Making a late entrance in the second act is Harry Fox (veteran Novato actor Norman Hall), Mickey’s repressed older brother. The sibling conflict gives this tale its first inkling of a real relationship, but, alas, even that fails to deliver. It is interesting to note that the immensely gifted Hall usually nails a meaty comic role by artfully throwing it away. Here, even he looks like he's working too hard to give this dog a bone. Hey, not even Yitzhak Perlman can coax “The Flight of the Bumblebee” out of a ukulele.

Nor can Bob Wilson’s able direction cure this threadbare play’s many ills. I don't care what Mom might have said about chicken soup being Jewish penicillin, you can’t really cure everything from a cold to an anxiety attack simply by serving soup to nuts. More is required. As matinee maven Arleen says of a play she’s just seen, “It wasn’t a play. It was two people talking.
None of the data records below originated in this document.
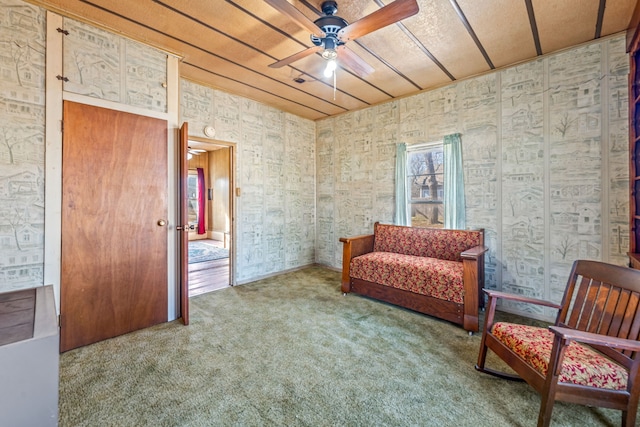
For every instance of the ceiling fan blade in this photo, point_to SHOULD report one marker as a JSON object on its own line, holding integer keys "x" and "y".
{"x": 296, "y": 56}
{"x": 387, "y": 15}
{"x": 286, "y": 8}
{"x": 354, "y": 62}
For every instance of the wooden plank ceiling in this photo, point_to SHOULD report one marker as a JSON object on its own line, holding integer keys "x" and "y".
{"x": 229, "y": 44}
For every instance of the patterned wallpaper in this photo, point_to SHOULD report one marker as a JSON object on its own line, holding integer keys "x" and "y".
{"x": 275, "y": 155}
{"x": 545, "y": 157}
{"x": 22, "y": 130}
{"x": 103, "y": 65}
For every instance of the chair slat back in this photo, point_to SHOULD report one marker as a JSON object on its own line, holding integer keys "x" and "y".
{"x": 604, "y": 299}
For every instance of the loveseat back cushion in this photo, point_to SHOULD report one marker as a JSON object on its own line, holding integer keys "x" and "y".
{"x": 425, "y": 242}
{"x": 582, "y": 365}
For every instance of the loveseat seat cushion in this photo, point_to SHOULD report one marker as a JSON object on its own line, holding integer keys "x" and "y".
{"x": 427, "y": 276}
{"x": 581, "y": 365}
{"x": 426, "y": 242}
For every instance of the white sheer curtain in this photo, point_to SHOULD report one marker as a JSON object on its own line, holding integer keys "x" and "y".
{"x": 402, "y": 211}
{"x": 454, "y": 201}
He said something, she said something, and at the end, nobody said anything.”

The only difference here is that Simon takes a larger cast to do the same thing.

Again, die-hard fans who love what is familiar about Neil Simon will be comfortable here. Still, to paraphrase Mickey when giving his producer Duncan the business about what he finds wanting in English cuisine: Hey, if it’s me, given a choice? If you don't mind, I’d probably pass on the trifle and order a substantial.